Kasus dugaan korupsi di subholding PT Pertamina tengah menjadi sorotan. Kejaksaan Agung (Kejagung) menyelidiki dugaan pengoplosan Pertalite menjadi Pertamax yang dilakukan oleh oknum pejabat Pertamina Patra Niaga sejak tahun 2018 hingga 2023.
Modus yang digunakan diduga adalah pembelian Pertalite (RON 90) dengan harga yang seharusnya untuk Pertamax (RON 92). Pertalite yang lebih murah kemudian dicampur atau di-blending di depo penyimpanan sebelum dijual sebagai Pertamax dengan harga yang lebih tinggi. Akibatnya, konsumen membayar harga Pertamax namun mendapatkan bahan bakar dengan kualitas lebih rendah.
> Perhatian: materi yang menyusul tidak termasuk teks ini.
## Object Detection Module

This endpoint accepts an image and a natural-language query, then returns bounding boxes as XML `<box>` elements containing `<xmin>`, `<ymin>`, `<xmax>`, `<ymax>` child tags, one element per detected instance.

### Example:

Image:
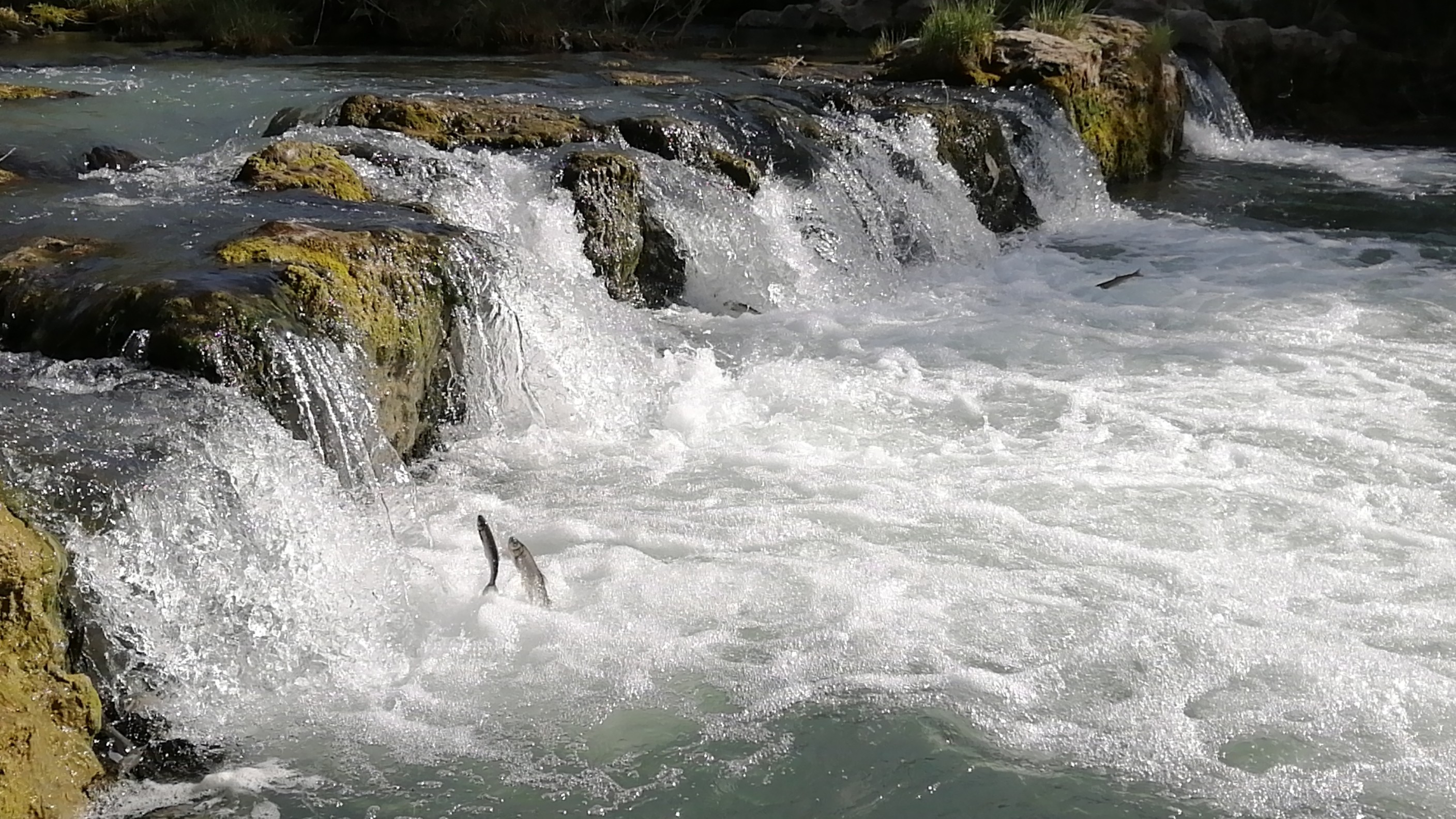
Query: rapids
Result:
<box><xmin>0</xmin><ymin>46</ymin><xmax>1456</xmax><ymax>819</ymax></box>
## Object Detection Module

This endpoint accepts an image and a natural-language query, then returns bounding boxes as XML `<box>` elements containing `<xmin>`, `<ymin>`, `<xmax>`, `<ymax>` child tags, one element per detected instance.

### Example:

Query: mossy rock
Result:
<box><xmin>0</xmin><ymin>221</ymin><xmax>454</xmax><ymax>458</ymax></box>
<box><xmin>236</xmin><ymin>140</ymin><xmax>373</xmax><ymax>203</ymax></box>
<box><xmin>605</xmin><ymin>71</ymin><xmax>697</xmax><ymax>86</ymax></box>
<box><xmin>1044</xmin><ymin>14</ymin><xmax>1185</xmax><ymax>180</ymax></box>
<box><xmin>217</xmin><ymin>221</ymin><xmax>454</xmax><ymax>456</ymax></box>
<box><xmin>0</xmin><ymin>487</ymin><xmax>103</xmax><ymax>819</ymax></box>
<box><xmin>616</xmin><ymin>115</ymin><xmax>763</xmax><ymax>194</ymax></box>
<box><xmin>0</xmin><ymin>83</ymin><xmax>90</xmax><ymax>100</ymax></box>
<box><xmin>560</xmin><ymin>150</ymin><xmax>687</xmax><ymax>308</ymax></box>
<box><xmin>894</xmin><ymin>102</ymin><xmax>1041</xmax><ymax>233</ymax></box>
<box><xmin>339</xmin><ymin>95</ymin><xmax>604</xmax><ymax>150</ymax></box>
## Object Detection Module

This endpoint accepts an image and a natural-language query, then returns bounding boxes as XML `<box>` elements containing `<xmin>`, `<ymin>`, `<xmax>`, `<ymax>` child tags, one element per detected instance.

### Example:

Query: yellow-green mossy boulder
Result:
<box><xmin>1044</xmin><ymin>14</ymin><xmax>1185</xmax><ymax>180</ymax></box>
<box><xmin>217</xmin><ymin>221</ymin><xmax>453</xmax><ymax>454</ymax></box>
<box><xmin>0</xmin><ymin>493</ymin><xmax>103</xmax><ymax>819</ymax></box>
<box><xmin>0</xmin><ymin>83</ymin><xmax>90</xmax><ymax>100</ymax></box>
<box><xmin>339</xmin><ymin>93</ymin><xmax>604</xmax><ymax>150</ymax></box>
<box><xmin>560</xmin><ymin>150</ymin><xmax>687</xmax><ymax>308</ymax></box>
<box><xmin>236</xmin><ymin>140</ymin><xmax>373</xmax><ymax>203</ymax></box>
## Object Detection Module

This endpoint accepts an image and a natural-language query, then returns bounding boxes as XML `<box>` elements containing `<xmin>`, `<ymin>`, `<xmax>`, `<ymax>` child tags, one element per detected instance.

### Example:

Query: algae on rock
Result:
<box><xmin>560</xmin><ymin>150</ymin><xmax>687</xmax><ymax>308</ymax></box>
<box><xmin>339</xmin><ymin>93</ymin><xmax>603</xmax><ymax>150</ymax></box>
<box><xmin>217</xmin><ymin>221</ymin><xmax>454</xmax><ymax>456</ymax></box>
<box><xmin>0</xmin><ymin>493</ymin><xmax>103</xmax><ymax>819</ymax></box>
<box><xmin>0</xmin><ymin>83</ymin><xmax>90</xmax><ymax>100</ymax></box>
<box><xmin>236</xmin><ymin>140</ymin><xmax>373</xmax><ymax>203</ymax></box>
<box><xmin>0</xmin><ymin>221</ymin><xmax>454</xmax><ymax>466</ymax></box>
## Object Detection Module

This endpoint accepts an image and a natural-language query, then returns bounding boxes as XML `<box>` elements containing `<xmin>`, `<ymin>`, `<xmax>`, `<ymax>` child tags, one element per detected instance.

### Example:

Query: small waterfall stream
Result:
<box><xmin>0</xmin><ymin>49</ymin><xmax>1456</xmax><ymax>819</ymax></box>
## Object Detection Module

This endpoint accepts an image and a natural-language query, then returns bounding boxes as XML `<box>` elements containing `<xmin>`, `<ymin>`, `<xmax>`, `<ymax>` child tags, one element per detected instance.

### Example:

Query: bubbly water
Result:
<box><xmin>0</xmin><ymin>48</ymin><xmax>1456</xmax><ymax>817</ymax></box>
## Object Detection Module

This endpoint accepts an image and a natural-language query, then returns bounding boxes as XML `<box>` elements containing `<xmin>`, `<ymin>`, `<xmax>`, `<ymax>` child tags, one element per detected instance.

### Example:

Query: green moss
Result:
<box><xmin>339</xmin><ymin>95</ymin><xmax>603</xmax><ymax>150</ymax></box>
<box><xmin>237</xmin><ymin>140</ymin><xmax>373</xmax><ymax>203</ymax></box>
<box><xmin>0</xmin><ymin>83</ymin><xmax>90</xmax><ymax>100</ymax></box>
<box><xmin>0</xmin><ymin>493</ymin><xmax>103</xmax><ymax>819</ymax></box>
<box><xmin>217</xmin><ymin>221</ymin><xmax>450</xmax><ymax>453</ymax></box>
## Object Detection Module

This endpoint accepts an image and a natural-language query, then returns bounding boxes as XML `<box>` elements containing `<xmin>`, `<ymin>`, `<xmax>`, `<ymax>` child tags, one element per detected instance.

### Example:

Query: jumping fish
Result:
<box><xmin>475</xmin><ymin>514</ymin><xmax>501</xmax><ymax>595</ymax></box>
<box><xmin>1098</xmin><ymin>268</ymin><xmax>1143</xmax><ymax>290</ymax></box>
<box><xmin>510</xmin><ymin>538</ymin><xmax>550</xmax><ymax>606</ymax></box>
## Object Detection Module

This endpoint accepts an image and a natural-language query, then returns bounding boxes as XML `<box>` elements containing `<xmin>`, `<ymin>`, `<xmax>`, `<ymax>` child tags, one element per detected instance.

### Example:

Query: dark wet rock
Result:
<box><xmin>892</xmin><ymin>100</ymin><xmax>1041</xmax><ymax>233</ymax></box>
<box><xmin>82</xmin><ymin>146</ymin><xmax>147</xmax><ymax>171</ymax></box>
<box><xmin>262</xmin><ymin>107</ymin><xmax>303</xmax><ymax>137</ymax></box>
<box><xmin>616</xmin><ymin>116</ymin><xmax>763</xmax><ymax>194</ymax></box>
<box><xmin>713</xmin><ymin>96</ymin><xmax>836</xmax><ymax>182</ymax></box>
<box><xmin>0</xmin><ymin>221</ymin><xmax>454</xmax><ymax>456</ymax></box>
<box><xmin>236</xmin><ymin>140</ymin><xmax>373</xmax><ymax>203</ymax></box>
<box><xmin>887</xmin><ymin>14</ymin><xmax>1184</xmax><ymax>180</ymax></box>
<box><xmin>560</xmin><ymin>150</ymin><xmax>687</xmax><ymax>308</ymax></box>
<box><xmin>605</xmin><ymin>71</ymin><xmax>697</xmax><ymax>86</ymax></box>
<box><xmin>0</xmin><ymin>487</ymin><xmax>103</xmax><ymax>819</ymax></box>
<box><xmin>0</xmin><ymin>83</ymin><xmax>90</xmax><ymax>100</ymax></box>
<box><xmin>338</xmin><ymin>95</ymin><xmax>603</xmax><ymax>150</ymax></box>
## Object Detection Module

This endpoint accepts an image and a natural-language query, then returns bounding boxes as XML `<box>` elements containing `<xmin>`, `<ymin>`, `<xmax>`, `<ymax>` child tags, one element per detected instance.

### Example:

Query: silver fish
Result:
<box><xmin>475</xmin><ymin>514</ymin><xmax>501</xmax><ymax>595</ymax></box>
<box><xmin>1098</xmin><ymin>268</ymin><xmax>1143</xmax><ymax>290</ymax></box>
<box><xmin>510</xmin><ymin>538</ymin><xmax>550</xmax><ymax>606</ymax></box>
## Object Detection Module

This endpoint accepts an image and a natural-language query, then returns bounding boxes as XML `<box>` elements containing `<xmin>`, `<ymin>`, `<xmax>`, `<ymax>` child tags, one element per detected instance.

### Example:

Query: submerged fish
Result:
<box><xmin>475</xmin><ymin>514</ymin><xmax>501</xmax><ymax>595</ymax></box>
<box><xmin>510</xmin><ymin>538</ymin><xmax>550</xmax><ymax>606</ymax></box>
<box><xmin>1098</xmin><ymin>268</ymin><xmax>1143</xmax><ymax>290</ymax></box>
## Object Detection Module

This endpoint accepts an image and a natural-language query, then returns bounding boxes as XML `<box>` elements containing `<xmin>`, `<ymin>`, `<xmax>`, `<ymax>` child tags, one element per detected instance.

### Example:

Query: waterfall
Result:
<box><xmin>1174</xmin><ymin>54</ymin><xmax>1254</xmax><ymax>150</ymax></box>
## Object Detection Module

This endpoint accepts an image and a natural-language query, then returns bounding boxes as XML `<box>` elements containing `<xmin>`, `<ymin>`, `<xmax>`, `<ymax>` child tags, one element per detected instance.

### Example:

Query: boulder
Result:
<box><xmin>82</xmin><ymin>146</ymin><xmax>147</xmax><ymax>171</ymax></box>
<box><xmin>0</xmin><ymin>83</ymin><xmax>90</xmax><ymax>100</ymax></box>
<box><xmin>338</xmin><ymin>93</ymin><xmax>604</xmax><ymax>150</ymax></box>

Praktik ini menimbulkan kerugian negara yang signifikan dan merugikan konsumen. Selain kerugian finansial, praktik ini juga berdampak pada kualitas dan performa kendaraan, khususnya bagi kendaraan dengan rasio kompresi tinggi yang dirancang untuk menggunakan Pertamax.
Dampak Penggunaan Pertalite pada Kendaraan Berkompresi Tinggi
Pertalite, dengan RON 90, hanya direkomendasikan untuk kendaraan dengan rasio kompresi 9:1 hingga 10:1. Kendaraan dengan rasio kompresi di atas 10:1, seperti banyak mobil modern, membutuhkan bahan bakar dengan oktan lebih tinggi, seperti Pertamax (RON 92) atau yang lebih tinggi lagi. Penggunaan Pertalite pada kendaraan ini dapat menyebabkan beberapa masalah.
Salah satu dampaknya adalah penurunan performa mesin. Tenaga dan torsi mesin akan berkurang karena pembakaran tidak optimal. Hal ini disebabkan oleh perbedaan sifat pembakaran antara Pertalite dan Pertamax, yang berpengaruh pada efisiensi mesin.
Selain itu, ruang bakar mesin akan lebih cepat kotor, khususnya pada area injektor. Kotoran ini dapat mengganggu kinerja mesin dan memperpendek umur pakai komponen mesin yang vital. Pertamax dan varian di atasnya memiliki formula Pertatec, yang berfungsi membersihkan endapan dan mencegah karat pada mesin.
Kerugian Konsumen Akibat Oplosan
Para konsumen yang membeli Pertamax, tanpa sepengetahuan mereka, justru mendapatkan Pertalite yang dioplos. Hal ini merugikan konsumen karena kualitas bahan bakar yang diterima tidak sesuai dengan harga yang dibayar. Mereka membayar lebih mahal untuk kualitas yang lebih rendah. Hal ini juga berpotensi meningkatkan biaya perawatan kendaraan di kemudian hari.
Lebih lanjut, tindakan ini juga bisa menyebabkan kerusakan pada mesin kendaraan jika penggunaan Pertalite pada kendaraan berkompresi tinggi dilakukan dalam jangka panjang. Kerusakan mesin dapat menyebabkan biaya perbaikan yang tinggi, sehingga merugikan konsumen secara signifikan.
Tanggung Jawab Pertamina dan Pemerintah
PT Pertamina Patra Niaga memiliki tanggung jawab untuk memastikan kualitas dan integritas produk yang dijualnya. Kasus ini menunjukkan adanya kegagalan pengawasan internal dan tata kelola perusahaan yang lemah. Pemerintah juga perlu meningkatkan pengawasan terhadap industri migas untuk mencegah kejadian serupa di masa mendatang. Penting untuk memastikan bahwa konsumen mendapatkan produk dengan kualitas sesuai standar dan harga yang wajar.
Kejadian ini seharusnya menjadi pelajaran berharga bagi Pertamina untuk meningkatkan sistem pengawasan dan pengendalian internal. Transparansi dan akuntabilitas juga harus ditingkatkan agar kasus serupa tidak terulang kembali. Pemerintah juga harus berperan aktif dalam melindungi konsumen dan memastikan keadilan hukum ditegakkan.
Selain itu, perlu adanya edukasi kepada masyarakat tentang pentingnya menggunakan bahan bakar yang sesuai dengan spesifikasi kendaraan. Pengetahuan tentang RON dan rasio kompresi mesin dapat membantu konsumen dalam memilih bahan bakar yang tepat dan menghindari kerusakan pada kendaraan.
Kesimpulannya, kasus pengoplosan Pertamax ini merupakan kasus serius yang membutuhkan penanganan yang tegas. Pertamina dan pemerintah perlu mengambil langkah-langkah konkrit untuk mencegah kejadian serupa dan melindungi hak-hak konsumen.